The eight months with Cuban airspace closed hit the informal traders hard in 2020. Many of them had to reconvert themselves into resellers of products bought in national stores, or into coleros (people who stand in line for others for pay), or messengers for food delivery businesses, using electric motorcycles imported from abroad.

The reopening of the country’s main international airport, which began on November 15 in Havana, was a brief relief for them. The rise in the number of cases of Covid-19, many of them caught from people who came from abroad, forced the authorities to make decisions. But this time, they chose not to cancel all commercial flights as they had in April, but to reduce the flow of travelers from the countries believed to be the main importers of the virus to the Island.

The Panamanian Embassy in Havana posted on its Facebook page, “The Government of Cuba reported that, given the current national epidemiological situation, the frequency of flights from certain countries, including Panama, will be reduced. As of January 1, 2021, the number of flights to and from Panama will be reduced, by virtue of a decision of the Government of Cuba. The frequency of flights will gradually resume when the Cuban health authorities determine it.”

In the list of countries that are most affected by reductions in the number of flights are the shopping destinations most visited by Cubans: the United States, Mexico, Panama, Bahamas, Haiti and the Dominican Republic. There are no restrictions for other nations that have appeared frequently in the statistics of imported cases of Covid-19 such as Russia. The United Kingdom and South Africa are countries with a new strain of Covid-19 on which there are strong international restrictions, and which is not in Cuba. The first is one of the main sources of European tourism to the Island.

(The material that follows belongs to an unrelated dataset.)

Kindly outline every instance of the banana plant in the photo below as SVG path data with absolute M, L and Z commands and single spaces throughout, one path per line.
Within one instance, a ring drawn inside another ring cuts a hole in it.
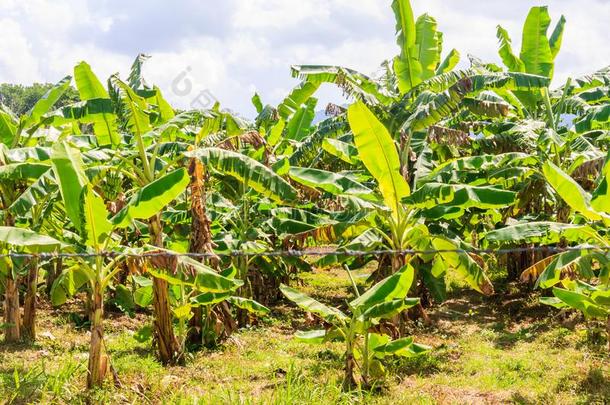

Some airlines have done worse, such as Air Century, which has had to indefinitely suspend all the flights it made every Tuesday between Santo Domingo and Havana. “We deeply regret the inconvenience that this measure, beyond the control of the company, may cause in their plans. Affected passengers may reschedule their flight dates,” explained the company, which made several telephone numbers available to customers.

“My sister bought me the ticket from there to spend her birthday together and, incidentally, bring some merchandise, but she has been calling the numbers provided by Air Century for days and there is no way to communicate,” Lisandra, a woman from Matanzas, told this newspaper. She travels up to five times a year to the Dominican Republic to bring products. “I was left with a packed suitcase and no hope of traveling soon.”

With their luggage packed, the customers of the 20 weekly flights that the Mexican company Viva Aerobús has suspended have also stayed. “Passengers who have a ticket purchased on any of the suspended flights should contact the travel agency with which they made their purchase to be rescheduled to the closest flight and route with availability,” the company detailed on its Facebook account.

Mexico’s Viva Aerobús has substantially reduced its flights but maintains the connection between Havana and Cancun. The itinerary between Cancun and Camagüey will be flown only on Wednesdays, between Cancun and Holguín, on Tuesdays, and between Mexico City and Havana, on Saturdays.

“I had already booked the apartment where I was going to stay and everything,” explains a Cuban clothing and footwear supplier who, before the pandemic, made the itinerary between Havana and Cancun up to three times a week to supply his goods to the informal market. “Now I will have to wait, but the hardest part is all the dreams I had for myself. Go to the stores, eat a whole chicken or a good beef steak without lining up.”